According to a study released by Stanford Law School in 2017 states that even as the overall inmate population, the prevalence and severity of mental illness among those in the state prison system is on the rise. The study reported more than 30% of California inmates currently receive treatment for serious mental disorders, an increase of 150% since 2000, according to the study.
Many disagree with Golding’s findings, including Vicky Waters, press secretary for the California Department of Corrections and Rehabilitation, who rejected the statements made by Golding in a press statement on Friday.
“The department strongly disagrees with this individual’s allegations and looks forward to a fair and thorough review and hearing of all the facts,” she said. “We have worked closely with lawyers representing prisoners, as well as the court appointment monitors, for many years to improve the mental health of inmates, and our dedicated and well-trained staff will continue to provide appropriate care and treatment.”
Another growing problem that Golding witnessed is the medical decisions which involved drugs the inmates need and the amount and care certain individuals should have been receiving.
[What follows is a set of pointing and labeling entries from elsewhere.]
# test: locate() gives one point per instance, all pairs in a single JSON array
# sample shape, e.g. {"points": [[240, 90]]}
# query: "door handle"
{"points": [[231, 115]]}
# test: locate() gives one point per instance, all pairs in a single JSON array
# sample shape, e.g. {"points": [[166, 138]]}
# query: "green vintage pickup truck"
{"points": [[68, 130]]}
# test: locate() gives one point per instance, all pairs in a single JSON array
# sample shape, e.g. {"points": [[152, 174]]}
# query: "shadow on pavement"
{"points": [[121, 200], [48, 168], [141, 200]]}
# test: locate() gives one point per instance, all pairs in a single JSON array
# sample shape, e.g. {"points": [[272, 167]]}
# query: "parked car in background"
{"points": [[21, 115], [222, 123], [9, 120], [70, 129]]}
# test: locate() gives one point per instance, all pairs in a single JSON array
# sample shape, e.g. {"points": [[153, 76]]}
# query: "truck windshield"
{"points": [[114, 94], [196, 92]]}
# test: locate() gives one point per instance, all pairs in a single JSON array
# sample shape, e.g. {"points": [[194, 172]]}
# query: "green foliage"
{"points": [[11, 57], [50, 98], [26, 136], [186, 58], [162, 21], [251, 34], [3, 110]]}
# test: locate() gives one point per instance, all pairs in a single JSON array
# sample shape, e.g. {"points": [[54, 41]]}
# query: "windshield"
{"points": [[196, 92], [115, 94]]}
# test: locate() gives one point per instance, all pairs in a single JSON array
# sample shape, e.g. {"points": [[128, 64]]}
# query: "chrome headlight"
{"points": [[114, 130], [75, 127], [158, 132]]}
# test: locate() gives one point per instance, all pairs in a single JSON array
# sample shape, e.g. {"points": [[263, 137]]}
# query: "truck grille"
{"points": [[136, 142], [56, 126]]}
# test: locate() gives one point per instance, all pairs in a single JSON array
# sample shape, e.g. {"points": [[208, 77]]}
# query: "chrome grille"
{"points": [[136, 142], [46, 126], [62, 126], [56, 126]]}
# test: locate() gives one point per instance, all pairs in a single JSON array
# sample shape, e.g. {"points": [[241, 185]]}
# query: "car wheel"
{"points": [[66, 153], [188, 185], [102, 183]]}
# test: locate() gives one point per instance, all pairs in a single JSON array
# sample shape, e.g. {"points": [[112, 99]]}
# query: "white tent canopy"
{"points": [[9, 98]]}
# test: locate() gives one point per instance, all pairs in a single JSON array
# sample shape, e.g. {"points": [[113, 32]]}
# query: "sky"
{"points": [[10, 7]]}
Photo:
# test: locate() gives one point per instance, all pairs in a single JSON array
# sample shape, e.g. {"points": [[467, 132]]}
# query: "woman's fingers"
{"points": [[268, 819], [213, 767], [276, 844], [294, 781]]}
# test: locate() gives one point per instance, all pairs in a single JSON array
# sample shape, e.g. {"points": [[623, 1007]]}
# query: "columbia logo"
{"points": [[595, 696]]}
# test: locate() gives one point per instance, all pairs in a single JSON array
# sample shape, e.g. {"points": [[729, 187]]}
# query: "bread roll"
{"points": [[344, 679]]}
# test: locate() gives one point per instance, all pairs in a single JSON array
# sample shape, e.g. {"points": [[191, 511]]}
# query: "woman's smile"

As for the case of the women who ripped her eye out and then proceed to swallow it, the assigned psychologist who evaluated her did not make the decision to administer her drugs, despite the doctors saying the patient had given every signal and warning that she needed medication even if they had to hold her down and force it to her. Later the nurses and psychologist said the neglect to administer medication was not the root cause of the incident and that the investigation is still ongoing.
Golding released a statement from his report stating, “The tragedy is that any competent psychiatric physician or general medical physician would have medicated the patient, and likely the patient’s eye would still be in her head had that happened.”